I expect the leaders of Nigeria Labour Congress (NLC) and Trade  Union Congress (TUC) to prevail on government to reduce the pump price of petroleum motor spirit (PMS) and to provide enabling environment for artisans and small-scale businesses to thrive; reach agreement with the federal government to encourage domestic production in order to solve the problem of unfavourable balance of trade.  

Again, the unionists should fight for Nigerian farmers to get from government fertilisers and improved seedlings and high breed animal species for crop and livestock farmers, respectively, for increased domestic production.

We fail to remember that after independence, our currency was almost 60 dollars per one naira, particularly in 1972. The reason is that our farmers produced the foods we needed.
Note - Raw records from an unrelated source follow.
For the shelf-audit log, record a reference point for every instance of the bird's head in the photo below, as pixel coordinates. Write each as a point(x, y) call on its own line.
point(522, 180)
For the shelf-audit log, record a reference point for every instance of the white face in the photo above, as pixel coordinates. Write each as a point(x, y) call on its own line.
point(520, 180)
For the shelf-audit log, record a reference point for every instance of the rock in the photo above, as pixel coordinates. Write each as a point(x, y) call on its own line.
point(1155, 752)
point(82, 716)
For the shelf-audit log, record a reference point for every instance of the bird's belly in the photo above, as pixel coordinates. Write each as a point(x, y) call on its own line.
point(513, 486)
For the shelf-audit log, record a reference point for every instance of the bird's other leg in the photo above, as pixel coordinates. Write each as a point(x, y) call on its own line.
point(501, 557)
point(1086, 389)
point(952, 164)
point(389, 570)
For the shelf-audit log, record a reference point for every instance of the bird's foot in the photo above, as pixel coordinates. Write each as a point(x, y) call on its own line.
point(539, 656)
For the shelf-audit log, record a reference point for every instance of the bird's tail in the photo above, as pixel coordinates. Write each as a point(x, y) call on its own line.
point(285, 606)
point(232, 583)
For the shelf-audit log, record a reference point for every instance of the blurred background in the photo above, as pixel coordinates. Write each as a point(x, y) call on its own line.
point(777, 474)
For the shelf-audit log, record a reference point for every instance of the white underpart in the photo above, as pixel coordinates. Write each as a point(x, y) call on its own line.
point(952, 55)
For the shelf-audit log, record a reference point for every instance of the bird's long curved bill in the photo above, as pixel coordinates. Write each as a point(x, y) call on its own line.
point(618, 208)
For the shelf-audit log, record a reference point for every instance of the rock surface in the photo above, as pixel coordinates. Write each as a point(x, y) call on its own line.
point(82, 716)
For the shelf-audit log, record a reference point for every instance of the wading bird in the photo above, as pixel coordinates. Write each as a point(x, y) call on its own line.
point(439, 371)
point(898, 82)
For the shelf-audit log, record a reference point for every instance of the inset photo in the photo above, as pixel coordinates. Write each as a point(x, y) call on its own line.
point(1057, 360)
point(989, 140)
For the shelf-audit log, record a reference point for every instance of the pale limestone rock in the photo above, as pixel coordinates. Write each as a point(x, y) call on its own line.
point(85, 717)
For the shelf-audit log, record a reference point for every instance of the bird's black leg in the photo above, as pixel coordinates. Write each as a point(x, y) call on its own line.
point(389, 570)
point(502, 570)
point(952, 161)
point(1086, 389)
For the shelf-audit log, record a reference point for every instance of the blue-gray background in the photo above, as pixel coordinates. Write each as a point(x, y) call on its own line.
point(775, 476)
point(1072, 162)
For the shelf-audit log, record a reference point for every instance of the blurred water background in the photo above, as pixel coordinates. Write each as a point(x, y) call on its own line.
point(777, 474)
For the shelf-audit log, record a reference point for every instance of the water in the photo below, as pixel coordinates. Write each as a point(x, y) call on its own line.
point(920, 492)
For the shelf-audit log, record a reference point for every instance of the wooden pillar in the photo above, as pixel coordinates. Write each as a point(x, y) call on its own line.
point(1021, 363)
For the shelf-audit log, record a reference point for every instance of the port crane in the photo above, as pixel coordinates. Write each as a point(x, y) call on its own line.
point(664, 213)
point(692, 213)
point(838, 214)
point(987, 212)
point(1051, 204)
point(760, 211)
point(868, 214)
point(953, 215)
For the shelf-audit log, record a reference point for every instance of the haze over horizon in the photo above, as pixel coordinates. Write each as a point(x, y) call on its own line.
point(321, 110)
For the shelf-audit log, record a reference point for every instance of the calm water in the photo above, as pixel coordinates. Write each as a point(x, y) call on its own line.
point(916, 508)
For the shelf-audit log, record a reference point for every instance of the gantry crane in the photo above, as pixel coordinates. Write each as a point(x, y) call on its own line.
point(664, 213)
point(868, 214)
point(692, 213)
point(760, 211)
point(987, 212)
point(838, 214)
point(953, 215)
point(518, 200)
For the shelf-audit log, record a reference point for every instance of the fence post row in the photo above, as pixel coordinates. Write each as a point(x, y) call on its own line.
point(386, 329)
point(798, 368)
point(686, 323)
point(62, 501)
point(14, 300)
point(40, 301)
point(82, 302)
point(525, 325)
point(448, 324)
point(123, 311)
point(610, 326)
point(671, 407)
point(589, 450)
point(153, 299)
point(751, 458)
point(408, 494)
Our industries produced the goods and even vehicles we used.

Then we had Peugeot Assembly plant in Kaduna, we had Steyr Trucks, we had Dunlop Tyres, we had Bata Shoes, and many more. All these companies have folded up due to enervating business climate, After that we developed a penchant for foreign goods and services on a journey of no return.

The demand for wage raise by the organised labour leaders is tantamount  to ignorance of the macroeconomic variables like unemployment, inflation, savings and investment as well as balance of trade. Can we not see that Nigeria’s woes started from the payment of Udoji salary awards to Nigerian workers? After the Udoji awards in the 1970s, too much money began to pursue too few goods and services leading to hyperinflation. Nigerians, after tasting the luxury money can buy, became lazy and unproductive.

 If, for instance, every Nigerian gets a million naira transfer payment or what some people proudly call palliative, by the morning tomorrow, every individual will feel too big to run their former businesses and would like to buy their needs from their neighbours who equally feel too big to rise to their trades.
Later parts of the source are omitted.